I finally flipped the box upside down, with the cheapo-taped top against the seat, hoping Helen would sit on it quietly and I could drive and…
Nope! She dug at the bottom with power-tool-like claws.
I had a flash of déjà vu, taking me back fifteen years. And yes, it was one of those ‘bigger stories’ Ray mentioned. I had thought the feral cat I was taking to be neutered was safely locked in my cat carrier…except he kept head-butting the door and actually punched it out so that I found myself driving with a feral cat head-butting my windshield less than a foot away.
With visions of that dancing in my head, I threw my purse on top of Helen’s box, and held it down with one hand while driving like a demon for my exit. The box rocked and rolled. I tapped on it, hoping to…not scare her, rather…communicate. Yes! My tapping was me spelling w-a-t-e-r to Helen, assuring her she didn’t need to panic cuz I was doing enough of that for both of us.
I prayed my exit was coming up. It was! I prayed Petra would be pulling into the gas station at the same time as me. And she did.

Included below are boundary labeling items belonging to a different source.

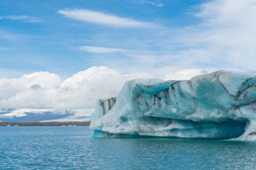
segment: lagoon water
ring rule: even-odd
[[[88,127],[0,127],[0,169],[256,169],[256,143],[97,139]]]

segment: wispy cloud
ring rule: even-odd
[[[42,21],[36,17],[28,15],[9,15],[9,16],[0,16],[0,20],[9,19],[9,20],[20,20],[24,22],[41,22]]]
[[[125,50],[113,48],[106,48],[100,46],[78,46],[79,50],[86,51],[92,53],[112,53],[117,52],[125,52]]]
[[[109,26],[143,27],[154,25],[148,22],[136,21],[131,18],[121,17],[87,9],[59,10],[58,13],[73,19]]]

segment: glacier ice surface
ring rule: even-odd
[[[256,73],[219,71],[189,81],[137,79],[99,100],[94,137],[256,140]]]

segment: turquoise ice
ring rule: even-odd
[[[99,100],[94,137],[256,140],[256,73],[219,71],[189,81],[132,80]]]

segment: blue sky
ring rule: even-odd
[[[165,38],[185,27],[197,24],[200,19],[194,14],[199,10],[199,5],[205,1],[1,1],[1,75],[15,77],[47,71],[67,77],[94,65],[105,65],[121,72],[134,69],[146,71],[152,67],[165,65],[161,62],[155,65],[137,62],[133,58],[168,55],[183,48]],[[76,9],[98,11],[152,25],[95,24],[73,19],[58,12]],[[165,32],[168,35],[164,35]],[[81,46],[123,51],[88,52],[79,50]]]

Clearly Petra thought I had everything under control. I guess my wild eyes and shriek about Helen wanting out of the box NOW gave Petra pause. Instead she tossed aside her paperwork and opened the car door. Helen’s arm reached out from the box’s crap-o taped bottom (formerly top.) Petra pushed the paw back inside. Helen then punched her nose out the hole she had chewed in the box’s top (formerly bottom.) I think I yelped. Not sure. Everything went black for a second.
When I came to, Petra had a small pet carrier and a yellow bath towel. She opened the top and peered down at Helen. She then dropped the towel into the box and scooped my raccoon up like they had been made for each other. I watched with envy while Petra held Helen up to inspect her. Helen hung limp like a rag doll. Nothing like the boxed maniac terrorizing me down I-69.
“She has no eyes,” Petra finally said. “There is nothing there.”
I felt bad for thinking of Helen as a maniac. She didn’t have eyes!
Petra determined Helen was 3 months old, and was amazed she had lived that long. I wasn’t. Helen had been born to the right raccoon mom who, generations before her, had set up camp in the woods behind my house. Helen didn’t have to go far from her bed to get food and water. Ideal in every way to nurture a baby raccoon with birth defects.
I donated to Helen’s care, and Petra and I hugged twice. I was teary driving home, relieved Helen would be safe from harm. Relieved there are Petra’s out there to devote their every waking moments to critters in desperate need. Relieved I wouldn’t have to worry about the helpless little basketball of fluff groping her way around my yard.
Before we parted, Petra told me she currently had 20-some raccoons in her care, one of which had a broken leg. Clearly God put Petra in my path. Who better to take Helen than someone totally devoted to the species?